Standing charges currently cover fixed costs for delivering energy, including essential maintenance and infrastructure upgrades.
Ofgem’s consultation follows consumer input, with many advocating for the removal of standing charges to better manage bills and debt.
However, the regulator clarifies that costs can only be shifted, not removed, resulting in higher unit rates for zero standing charge tariffs.
Options for zero standing charge tariffs include single unit rates, falling block tariffs and rising block tariffs.
Ofgem is also considering minimum usage requirements to ensure fair distribution of essential costs.
The consultation seeks input from charities, consumer groups and energy suppliers, with a closing date of 20 March 2025.
Ofgem director for retail pricing and systems Charlotte Friel stated: “We know from the huge response we’ve had that many feel standing charges are unfair.
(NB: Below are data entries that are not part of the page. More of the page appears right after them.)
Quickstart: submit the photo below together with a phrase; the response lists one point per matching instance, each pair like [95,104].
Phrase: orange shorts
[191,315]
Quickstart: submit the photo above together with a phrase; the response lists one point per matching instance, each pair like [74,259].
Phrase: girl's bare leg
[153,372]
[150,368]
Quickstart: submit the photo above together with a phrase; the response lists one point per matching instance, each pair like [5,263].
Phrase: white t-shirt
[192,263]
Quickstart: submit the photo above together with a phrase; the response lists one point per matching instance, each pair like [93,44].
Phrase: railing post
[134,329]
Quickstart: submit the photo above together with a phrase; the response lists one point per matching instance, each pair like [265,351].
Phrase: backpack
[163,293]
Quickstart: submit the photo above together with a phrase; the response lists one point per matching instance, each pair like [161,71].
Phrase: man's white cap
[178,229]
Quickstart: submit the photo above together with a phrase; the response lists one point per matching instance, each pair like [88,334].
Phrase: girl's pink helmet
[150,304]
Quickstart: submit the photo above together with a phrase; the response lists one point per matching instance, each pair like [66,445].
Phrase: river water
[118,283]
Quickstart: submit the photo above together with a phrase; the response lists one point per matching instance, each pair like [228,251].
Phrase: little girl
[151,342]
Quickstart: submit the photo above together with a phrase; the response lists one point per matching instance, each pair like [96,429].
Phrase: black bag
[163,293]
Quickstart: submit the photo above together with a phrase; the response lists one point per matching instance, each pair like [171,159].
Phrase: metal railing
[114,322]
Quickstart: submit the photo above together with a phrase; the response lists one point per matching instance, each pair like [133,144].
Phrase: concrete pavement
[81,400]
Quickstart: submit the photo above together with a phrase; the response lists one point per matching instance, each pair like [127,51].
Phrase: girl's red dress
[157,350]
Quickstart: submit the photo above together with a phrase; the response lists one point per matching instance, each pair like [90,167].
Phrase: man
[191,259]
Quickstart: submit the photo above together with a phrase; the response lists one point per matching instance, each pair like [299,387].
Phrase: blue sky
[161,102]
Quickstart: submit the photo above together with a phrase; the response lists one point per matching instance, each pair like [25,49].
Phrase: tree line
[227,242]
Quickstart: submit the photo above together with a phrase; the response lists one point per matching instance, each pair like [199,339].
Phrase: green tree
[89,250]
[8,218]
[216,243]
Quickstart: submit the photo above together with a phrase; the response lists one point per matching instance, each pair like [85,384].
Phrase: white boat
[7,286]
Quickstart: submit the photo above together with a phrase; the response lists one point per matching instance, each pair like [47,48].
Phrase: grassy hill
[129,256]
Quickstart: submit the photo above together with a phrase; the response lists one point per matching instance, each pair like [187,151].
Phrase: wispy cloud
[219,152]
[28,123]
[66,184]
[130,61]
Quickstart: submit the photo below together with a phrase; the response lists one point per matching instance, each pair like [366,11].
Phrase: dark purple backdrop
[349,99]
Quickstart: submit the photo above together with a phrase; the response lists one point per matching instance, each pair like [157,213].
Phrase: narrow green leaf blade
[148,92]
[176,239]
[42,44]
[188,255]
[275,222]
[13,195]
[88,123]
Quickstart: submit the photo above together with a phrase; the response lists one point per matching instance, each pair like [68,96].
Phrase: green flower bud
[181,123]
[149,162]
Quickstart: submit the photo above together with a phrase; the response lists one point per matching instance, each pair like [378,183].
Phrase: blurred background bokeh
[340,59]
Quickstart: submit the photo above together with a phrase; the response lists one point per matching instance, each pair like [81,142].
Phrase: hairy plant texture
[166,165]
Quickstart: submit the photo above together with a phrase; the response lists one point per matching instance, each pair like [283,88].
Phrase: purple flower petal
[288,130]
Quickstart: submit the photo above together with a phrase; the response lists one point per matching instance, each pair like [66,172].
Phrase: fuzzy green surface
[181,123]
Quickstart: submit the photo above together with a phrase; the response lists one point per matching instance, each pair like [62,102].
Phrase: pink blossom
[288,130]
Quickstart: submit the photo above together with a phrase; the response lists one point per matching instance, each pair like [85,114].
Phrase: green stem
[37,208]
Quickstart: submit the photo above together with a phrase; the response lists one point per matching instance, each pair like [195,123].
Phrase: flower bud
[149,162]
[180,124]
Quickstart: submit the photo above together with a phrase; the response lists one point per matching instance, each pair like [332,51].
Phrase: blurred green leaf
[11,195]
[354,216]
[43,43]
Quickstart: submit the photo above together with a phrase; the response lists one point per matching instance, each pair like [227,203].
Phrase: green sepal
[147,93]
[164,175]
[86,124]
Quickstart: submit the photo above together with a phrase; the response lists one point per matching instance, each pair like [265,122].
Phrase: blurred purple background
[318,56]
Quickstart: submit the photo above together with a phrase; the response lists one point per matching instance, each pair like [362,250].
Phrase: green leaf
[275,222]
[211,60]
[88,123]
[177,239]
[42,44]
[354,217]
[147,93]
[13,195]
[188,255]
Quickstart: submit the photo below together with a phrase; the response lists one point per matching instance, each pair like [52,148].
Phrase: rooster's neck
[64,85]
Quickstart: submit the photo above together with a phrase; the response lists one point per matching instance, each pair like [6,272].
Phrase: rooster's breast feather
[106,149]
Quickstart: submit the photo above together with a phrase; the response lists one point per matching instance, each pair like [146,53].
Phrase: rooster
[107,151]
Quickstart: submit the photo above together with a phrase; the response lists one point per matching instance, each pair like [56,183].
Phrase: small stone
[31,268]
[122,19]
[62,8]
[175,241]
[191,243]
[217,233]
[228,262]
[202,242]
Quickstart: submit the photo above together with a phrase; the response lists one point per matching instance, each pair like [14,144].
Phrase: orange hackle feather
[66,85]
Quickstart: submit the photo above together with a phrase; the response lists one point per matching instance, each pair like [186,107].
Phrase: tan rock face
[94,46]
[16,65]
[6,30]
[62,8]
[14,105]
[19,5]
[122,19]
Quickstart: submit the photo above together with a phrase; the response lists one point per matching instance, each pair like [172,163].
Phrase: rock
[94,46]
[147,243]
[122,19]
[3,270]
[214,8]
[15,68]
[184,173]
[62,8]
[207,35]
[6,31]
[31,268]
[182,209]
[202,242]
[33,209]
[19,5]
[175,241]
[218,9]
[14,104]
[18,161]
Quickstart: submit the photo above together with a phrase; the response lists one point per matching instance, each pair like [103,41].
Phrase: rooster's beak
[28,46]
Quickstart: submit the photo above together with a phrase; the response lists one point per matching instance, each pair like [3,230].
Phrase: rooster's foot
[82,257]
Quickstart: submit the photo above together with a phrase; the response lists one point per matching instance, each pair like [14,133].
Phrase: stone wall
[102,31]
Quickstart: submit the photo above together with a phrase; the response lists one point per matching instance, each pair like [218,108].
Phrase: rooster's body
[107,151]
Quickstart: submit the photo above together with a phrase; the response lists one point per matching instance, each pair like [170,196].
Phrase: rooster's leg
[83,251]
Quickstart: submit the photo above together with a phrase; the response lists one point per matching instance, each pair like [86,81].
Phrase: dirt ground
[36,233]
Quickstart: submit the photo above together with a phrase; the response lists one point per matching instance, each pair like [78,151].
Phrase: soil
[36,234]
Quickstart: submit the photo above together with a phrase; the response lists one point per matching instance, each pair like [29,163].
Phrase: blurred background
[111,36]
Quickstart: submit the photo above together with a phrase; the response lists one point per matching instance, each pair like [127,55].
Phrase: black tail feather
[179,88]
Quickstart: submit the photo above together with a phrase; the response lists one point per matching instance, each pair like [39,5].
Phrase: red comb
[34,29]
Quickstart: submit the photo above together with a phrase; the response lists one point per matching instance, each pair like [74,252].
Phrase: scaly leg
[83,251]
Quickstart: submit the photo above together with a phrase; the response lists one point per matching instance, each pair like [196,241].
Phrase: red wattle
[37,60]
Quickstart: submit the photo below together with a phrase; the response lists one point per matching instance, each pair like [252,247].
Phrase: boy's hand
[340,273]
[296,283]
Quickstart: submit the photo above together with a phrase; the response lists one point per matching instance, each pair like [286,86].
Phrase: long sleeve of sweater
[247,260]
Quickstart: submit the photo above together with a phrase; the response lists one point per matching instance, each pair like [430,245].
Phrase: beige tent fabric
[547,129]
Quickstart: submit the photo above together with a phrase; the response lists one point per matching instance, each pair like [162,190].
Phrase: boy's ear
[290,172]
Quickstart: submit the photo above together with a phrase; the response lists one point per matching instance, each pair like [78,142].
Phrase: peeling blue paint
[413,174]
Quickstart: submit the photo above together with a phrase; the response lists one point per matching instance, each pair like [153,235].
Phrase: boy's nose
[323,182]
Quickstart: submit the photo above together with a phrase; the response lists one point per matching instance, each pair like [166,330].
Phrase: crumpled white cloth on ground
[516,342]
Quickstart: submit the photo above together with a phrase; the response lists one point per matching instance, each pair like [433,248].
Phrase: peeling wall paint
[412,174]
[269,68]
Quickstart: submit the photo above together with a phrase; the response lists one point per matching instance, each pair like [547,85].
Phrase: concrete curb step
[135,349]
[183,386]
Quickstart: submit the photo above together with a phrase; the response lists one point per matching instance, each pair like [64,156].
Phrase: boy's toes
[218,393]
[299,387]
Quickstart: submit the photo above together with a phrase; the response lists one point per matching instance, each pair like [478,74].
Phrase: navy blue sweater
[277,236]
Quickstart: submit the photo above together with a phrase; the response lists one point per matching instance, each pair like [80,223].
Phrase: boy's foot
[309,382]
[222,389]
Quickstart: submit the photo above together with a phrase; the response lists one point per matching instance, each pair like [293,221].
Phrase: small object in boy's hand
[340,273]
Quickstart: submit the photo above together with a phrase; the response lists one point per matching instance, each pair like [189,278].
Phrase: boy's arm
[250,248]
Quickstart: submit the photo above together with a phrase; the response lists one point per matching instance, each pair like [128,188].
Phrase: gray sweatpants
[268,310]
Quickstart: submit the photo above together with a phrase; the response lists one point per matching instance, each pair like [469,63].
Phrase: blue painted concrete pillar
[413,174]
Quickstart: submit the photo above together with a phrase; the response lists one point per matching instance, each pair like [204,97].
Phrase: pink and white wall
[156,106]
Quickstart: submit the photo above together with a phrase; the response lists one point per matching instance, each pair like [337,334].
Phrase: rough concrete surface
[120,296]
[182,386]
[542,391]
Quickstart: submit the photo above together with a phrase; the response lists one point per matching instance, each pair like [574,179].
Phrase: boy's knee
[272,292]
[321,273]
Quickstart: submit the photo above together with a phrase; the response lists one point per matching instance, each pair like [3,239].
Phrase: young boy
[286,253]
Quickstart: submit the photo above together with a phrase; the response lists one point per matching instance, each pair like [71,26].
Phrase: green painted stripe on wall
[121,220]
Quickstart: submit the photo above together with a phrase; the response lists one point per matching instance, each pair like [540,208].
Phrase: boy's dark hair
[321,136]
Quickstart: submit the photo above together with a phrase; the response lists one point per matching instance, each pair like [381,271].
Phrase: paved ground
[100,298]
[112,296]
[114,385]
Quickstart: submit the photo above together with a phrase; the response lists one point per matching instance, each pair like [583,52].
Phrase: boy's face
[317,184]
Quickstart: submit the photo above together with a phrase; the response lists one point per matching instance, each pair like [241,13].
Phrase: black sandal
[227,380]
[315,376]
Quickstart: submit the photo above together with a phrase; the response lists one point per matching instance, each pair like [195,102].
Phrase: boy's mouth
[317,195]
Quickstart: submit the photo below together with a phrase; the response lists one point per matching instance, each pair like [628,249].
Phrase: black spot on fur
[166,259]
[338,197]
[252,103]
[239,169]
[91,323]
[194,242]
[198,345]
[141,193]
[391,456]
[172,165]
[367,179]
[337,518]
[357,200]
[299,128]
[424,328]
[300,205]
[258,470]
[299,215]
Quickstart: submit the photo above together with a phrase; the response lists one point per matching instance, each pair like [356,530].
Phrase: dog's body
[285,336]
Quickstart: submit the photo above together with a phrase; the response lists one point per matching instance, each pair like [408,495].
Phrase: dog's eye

However, we also know that vulnerable, high-energy users – including those who rely on medical equipment at home or low-income families in poorly insulated houses – would suffer disproportionately if these costs were added to the unit rate for everyone.
“That’s why we’re moving forward with plans that will give customers a choice and more control over how they choose to pay for their gas and electricity.
“We’re looking closely at how these tariffs will work in practice, but everyone will need to carefully consider which option best suits their needs. The costs included in the standing charge ultimately have to be paid. But while they may not save everyone money, they will give people a choice, and greater control over their bills.”
Ofgem acknowledges the ongoing challenge of energy costs for households and is exploring direct support initiatives, including a proposed debt relief support scheme.
This scheme would help manage significant debt through measures such as debt matching and writing off unpayable debt.
The regulator aims to improve service standards and support for struggling customers.
The consultation invites feedback on the proposed options, particularly from stakeholders, to ensure a balanced approach that addresses consumer needs and maintains fair cost distribution.